I understand people tending toward traditional husband-wife roles. If your husband wants to take care of the finances and make most of the big decisions and that works for you, why not? If you feel more comfortable running things by him before making decisions yourself, sure. If you’re better at cooking and he’s better at choosing which car to buy, fine. I get that. But being submissive? That’s another thing entirely. That means that when you disagree, the husband is always right in the end. And that your life is not completely your own—it is your own as long as your husband approves.
I don’t mean to suggest that I go out and make major decisions without any regard for what Jeff thinks. It’s not like I come home and tell him, “Hey, I’m going to Rio for a week—you don’t mind, do you?” We talk about almost everything before making decisions. When we disagree about what to do, one of us has to give, and we are OK with that. That’s how a partnership works.
It’s not just that the idea that women should be submissive offends me personally because I don’t want to be submissive. It’s because I think it is a dangerous model for our kids. So we teach little girls that they can be anything they want—astronaut, president, the sky is the limit!—until they get married and go home to their husbands and have to submit to them.
It teaches them that they are worth less than boys, that boys have better ideas than they do, and that it’s OK for boys to always have some authority over them. It teaches them to second-guess their own instincts (and beyond that, their dreams). It teaches them that they are not to be completely trusted. It poisons their sense of self and their sense of their place in this world. Girls need room to grow and explore their potential without someone stepping in and putting up boundaries for no reason.
And I need the same thing. That’s why, when I was young and looked forward to marrying a guy, I wanted to meet someone I could share my life with, not someone I thought would be good at telling me what to do.
The people I disagree with say that men are made to lead and women are made to follow, and even that women shouldn’t act like men. These things offend me to my core. In college I was a serious athlete and spent a lot of time surrounded by strong women, and I am a leader at work. I enjoy my life, and I wouldn’t as much if I always had to submit to my husband as I was living it.

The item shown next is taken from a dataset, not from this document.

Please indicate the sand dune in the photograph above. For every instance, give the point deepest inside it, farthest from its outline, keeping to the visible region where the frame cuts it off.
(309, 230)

I know I’m lucky in that I had pretty strong female family members. Even though my parents fit the typical mold of working dad and stay-at-home mom for most of my childhood in the 1980s, my mom has a degree in computer science (one of the few women to do that at her college back then), so she was not about to tell me I should approach anything—career or husband—meekly. A couple of years ago, my grandma mentioned in passing that she had taken flying lessons and had flown a plane—something that my mom, my brother, and I had never heard before. We were astounded, and she said, “Well, it’s not a big deal.” My brother said, “Well, you’re the only aviator at the table, so….” My family taught me to value myself and not look for validation in a man.
Jeff and I complement each other and value each other for our similarities and differences. That is what I hoped my marriage would be.